Aside from the lack of true comparison between feed-grade and human-grade foods, there is potential for human-grade ingredients to provide improved digestibility. Studies by Hendriks et al. (2013) and Oba et al. (2020) compare feed-grade digestibility values to diets made with human-grade ingredients [152,188]. Results show that average dry matter digestibility is identical between diets, while organic matter is slightly higher in human-grade diets (Table 13). While many values did not reach statistical significance, the human-grade diets trended towards higher protein digestibility aside from arginine (Table 13). However, this comparison is limited as the diets, animals, and measurements were different between studies. This lacks the ability to be used to draw true conclusions, and further research is needed to clarify the true effects.

Table 13.

Digestibility comparisons between human- and feed-grade diets.
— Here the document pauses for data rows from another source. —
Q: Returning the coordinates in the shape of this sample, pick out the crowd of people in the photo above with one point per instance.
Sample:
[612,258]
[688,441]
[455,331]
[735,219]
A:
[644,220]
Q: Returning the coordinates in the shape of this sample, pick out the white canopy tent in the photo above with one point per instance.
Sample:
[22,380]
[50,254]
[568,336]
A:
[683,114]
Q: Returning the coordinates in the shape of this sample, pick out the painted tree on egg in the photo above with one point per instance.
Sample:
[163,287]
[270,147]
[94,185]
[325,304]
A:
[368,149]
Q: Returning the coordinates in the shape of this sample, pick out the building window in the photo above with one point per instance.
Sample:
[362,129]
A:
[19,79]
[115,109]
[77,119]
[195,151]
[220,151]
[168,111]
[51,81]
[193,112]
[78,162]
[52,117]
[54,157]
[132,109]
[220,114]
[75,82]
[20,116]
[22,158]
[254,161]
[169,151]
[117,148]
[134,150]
	Hendriks et al. 2013 [188]	Oba et al. 2020 [152]
Parameter	Feed-Grade Diets (Ileal Cannulated Canines)	Human-Grade Diets (Cecectomized Rooster Assay)
Avg Dry Matter Digestibility	75.1% *	75.01% *
Avg Organic Matter Digestibility	79.4% *	81.8% *
Arginine	91.7% *	88.3–90.1%
Histidine	78.7% *	84.2–87.7%
Isoleucine	80.60%	85.1–88.3%
Leucine	84.4% *	86.3–89.4%
Lysine	81.60%	86.3–90.1% *
Methionine	83.80%	87.3–92.7% *
Phenylalanine	84.60%	85.2–88.1%
Threonine	79% *	79–83.6%
Valine	79.6% *	83–86.3%

Note. Numerical values followed by an “*” indicate that statistical significance was reached (p < 0.05).

A limitation of the search criteria was the lack of meat-related studies, which are a substantial aspect to pet diets. Faber et al. (2010) assessed the protein quality of meat and fish substrates in dog diets [189]. An immobilized digestive enzyme assay, cecectomized rooster assay, and ileally cannulated dog assay were utilized to assess the digestibility of each protein source. Results showed a significant difference in crude protein (CP) with pollock (96.9% CP) > salmon (92.8%) > chicken (90.3%) > pork (86.2%) > beef (82.7% CP). Pollock provided the highest digestibility across all assays while chicken breast remained the lowest (86% AA digestibility). The authors concluded that “despite the differences in composition and standardized digestibility values, when the protein sources were added to diets at a concentration of approximately 30%, no differences in test protein substrates were noted in either ileal or total tract nutrient digestibility [189]”. Findings from this study indicate that differences exist even between human-grade ingredients. A study by Kerr et al. (2012) studied digestibility, fecal characteristics, and metabolic response in cats that were fed a high-protein extruded diet, raw beef-based diet, and cooked beef-based diet [190]. Results from this study showed that no differences existed between the cooked and raw beef-based diets, while extruded diets had lower digestibility [190]. However, diets differed in composition which limits the true comparisons in metabolites, fecal scores, and digestion. While in vitro and standardized digestibility assays are able to predict differences in substrate composition and degree of processing, these differences frequently lack translation to clinically meaningful differences in pet digestibility when protein sources are incorporated into a complete and balanced diet.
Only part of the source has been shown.